Claudio Neidhöfer, Mateja Condic, Nathalie Hahn, Lucia A. Otten, Damian J. Ralser, Nina Wetzig, Ralf Thiele, Achim Hoerauf, Marijo Parčina

• Understanding the interactions between the cervico-vaginal microbiome, immune responses, and sexually transmitted infections (STIs) is crucial for developing targeted diagnostic and therapeutic strategies. Although microbiome analyses are not yet standard practice, integrating them into routine diagnostics could enhance personalized medicine and therapies. We investigated the extent to which partial 16S short-read amplicon microbiome analyses could inform on the presence of six commonly encountered STI-causing pathogens in a patient cohort referred for colposcopy, and whether relevant taxonomic or diagnostic discrepancies occur when using vaginal rather than cervical swabs. The study cohort included cervical and vaginal samples collected from women referred for colposcopy at the University Hospital Bonn between November 2021 and February 2022, due to an abnormal PAP smear or positive hrHPV results. 16S rRNA gene sequencing libraries were prepared targeting the V1–V2 and V4 regions of the 16S RNA gene and sequenced on the Illumina MiSeq.

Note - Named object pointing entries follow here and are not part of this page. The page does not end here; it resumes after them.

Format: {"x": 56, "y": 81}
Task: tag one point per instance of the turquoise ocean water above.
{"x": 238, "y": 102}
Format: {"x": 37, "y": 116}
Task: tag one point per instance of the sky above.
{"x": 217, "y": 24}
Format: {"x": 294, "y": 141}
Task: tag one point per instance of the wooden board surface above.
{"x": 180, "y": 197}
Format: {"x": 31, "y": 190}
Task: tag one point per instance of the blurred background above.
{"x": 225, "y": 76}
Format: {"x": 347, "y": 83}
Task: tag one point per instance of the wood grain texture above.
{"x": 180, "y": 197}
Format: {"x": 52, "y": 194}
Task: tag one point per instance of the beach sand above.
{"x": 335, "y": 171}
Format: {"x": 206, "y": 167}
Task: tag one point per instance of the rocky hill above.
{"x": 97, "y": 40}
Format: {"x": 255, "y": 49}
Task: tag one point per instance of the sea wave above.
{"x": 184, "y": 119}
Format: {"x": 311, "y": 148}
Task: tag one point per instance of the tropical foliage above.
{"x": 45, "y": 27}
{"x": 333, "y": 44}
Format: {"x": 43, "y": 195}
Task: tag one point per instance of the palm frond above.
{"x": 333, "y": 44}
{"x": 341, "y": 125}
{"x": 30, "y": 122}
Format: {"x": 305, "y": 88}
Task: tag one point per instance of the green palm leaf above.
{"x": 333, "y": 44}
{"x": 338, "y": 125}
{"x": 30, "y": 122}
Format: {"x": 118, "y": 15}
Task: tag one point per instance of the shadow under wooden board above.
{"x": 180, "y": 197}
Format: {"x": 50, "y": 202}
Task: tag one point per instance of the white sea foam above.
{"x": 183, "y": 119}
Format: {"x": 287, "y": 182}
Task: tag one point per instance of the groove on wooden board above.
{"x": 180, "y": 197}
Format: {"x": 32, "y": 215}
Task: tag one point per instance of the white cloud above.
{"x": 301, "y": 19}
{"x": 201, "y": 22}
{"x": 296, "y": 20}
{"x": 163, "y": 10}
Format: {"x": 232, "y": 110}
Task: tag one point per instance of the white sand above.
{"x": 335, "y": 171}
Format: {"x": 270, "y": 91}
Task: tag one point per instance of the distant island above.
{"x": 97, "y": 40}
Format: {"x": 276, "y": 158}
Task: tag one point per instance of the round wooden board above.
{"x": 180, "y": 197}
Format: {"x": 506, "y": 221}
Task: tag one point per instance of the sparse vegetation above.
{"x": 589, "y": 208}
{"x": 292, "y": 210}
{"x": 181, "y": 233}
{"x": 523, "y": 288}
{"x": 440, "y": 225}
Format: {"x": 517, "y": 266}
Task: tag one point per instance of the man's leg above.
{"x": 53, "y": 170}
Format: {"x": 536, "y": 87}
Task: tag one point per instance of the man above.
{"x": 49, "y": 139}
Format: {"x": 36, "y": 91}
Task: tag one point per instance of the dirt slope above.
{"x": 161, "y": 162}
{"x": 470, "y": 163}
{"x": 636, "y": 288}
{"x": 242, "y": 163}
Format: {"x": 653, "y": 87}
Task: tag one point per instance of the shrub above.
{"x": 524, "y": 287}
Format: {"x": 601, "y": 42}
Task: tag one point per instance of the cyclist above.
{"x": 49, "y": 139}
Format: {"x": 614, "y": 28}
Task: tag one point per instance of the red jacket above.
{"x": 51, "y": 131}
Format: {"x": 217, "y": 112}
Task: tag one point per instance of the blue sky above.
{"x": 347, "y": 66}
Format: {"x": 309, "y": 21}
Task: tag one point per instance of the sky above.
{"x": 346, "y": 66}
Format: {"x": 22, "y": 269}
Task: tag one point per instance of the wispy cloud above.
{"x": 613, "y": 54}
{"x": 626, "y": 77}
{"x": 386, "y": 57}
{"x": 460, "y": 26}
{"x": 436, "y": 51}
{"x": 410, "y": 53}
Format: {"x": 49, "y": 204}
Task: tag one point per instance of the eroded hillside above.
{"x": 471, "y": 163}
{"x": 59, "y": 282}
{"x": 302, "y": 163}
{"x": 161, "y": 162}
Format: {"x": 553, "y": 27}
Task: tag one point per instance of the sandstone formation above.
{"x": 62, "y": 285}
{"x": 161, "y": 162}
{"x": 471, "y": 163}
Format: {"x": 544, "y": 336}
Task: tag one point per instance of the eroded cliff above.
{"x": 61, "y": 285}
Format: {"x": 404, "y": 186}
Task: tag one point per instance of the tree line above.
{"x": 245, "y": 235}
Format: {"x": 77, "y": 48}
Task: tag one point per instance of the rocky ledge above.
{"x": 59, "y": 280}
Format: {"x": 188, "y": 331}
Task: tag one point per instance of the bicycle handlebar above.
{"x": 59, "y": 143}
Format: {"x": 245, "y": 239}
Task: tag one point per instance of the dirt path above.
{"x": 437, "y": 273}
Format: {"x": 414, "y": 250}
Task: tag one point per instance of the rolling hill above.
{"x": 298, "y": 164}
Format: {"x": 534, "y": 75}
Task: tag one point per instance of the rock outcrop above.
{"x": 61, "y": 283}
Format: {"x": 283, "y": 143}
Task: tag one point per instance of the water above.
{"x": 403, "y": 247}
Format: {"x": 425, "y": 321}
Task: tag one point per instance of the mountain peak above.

PCR diagnostics for common STI-causing pathogens were conducted using the Allplex STI Essential Assay Kit (Seegene, Seoul, Republic of Korea). Concerning the bacterial microbiome, no significant differences were found between vaginal and cervical samples in terms of prevalence of taxa present or diversity. A total of 95 patients and 171 samples tested positive for at least one among Ureaplasma parvum, Ureaplasma urealyticum, Mycoplasma hominis, Mycoplasma genitalium, Chlamydophila trachomatis or Neisseria gonorrhoeae. Sequencing the V1–V2 region enabled detection of one-third to half of the PCR-positive samples, with the detection likelihood increasing at lower cycle threshold (Ct) values. In contrast, sequencing the V4 region was less effective overall, yielding fewer species-level identifications and a higher proportion of undetermined taxa. We demonstrate that the vaginal microbiome closely mirrors the cervical microbiome, a relationship that has not been explored previously, but which broadens the possibilities for microbiome analysis and pathogen detection and establishes vaginal swabs as a reliable method for detecting the investigated pathogens, with sensitivities comparable with or superior to endocervical swabs. On the other hand, the sensitivity of partial 16S amplicon sequencing appears insufficient for effective STI diagnostics, as it fails to reliably identify or even detect pathogens at higher Ct values.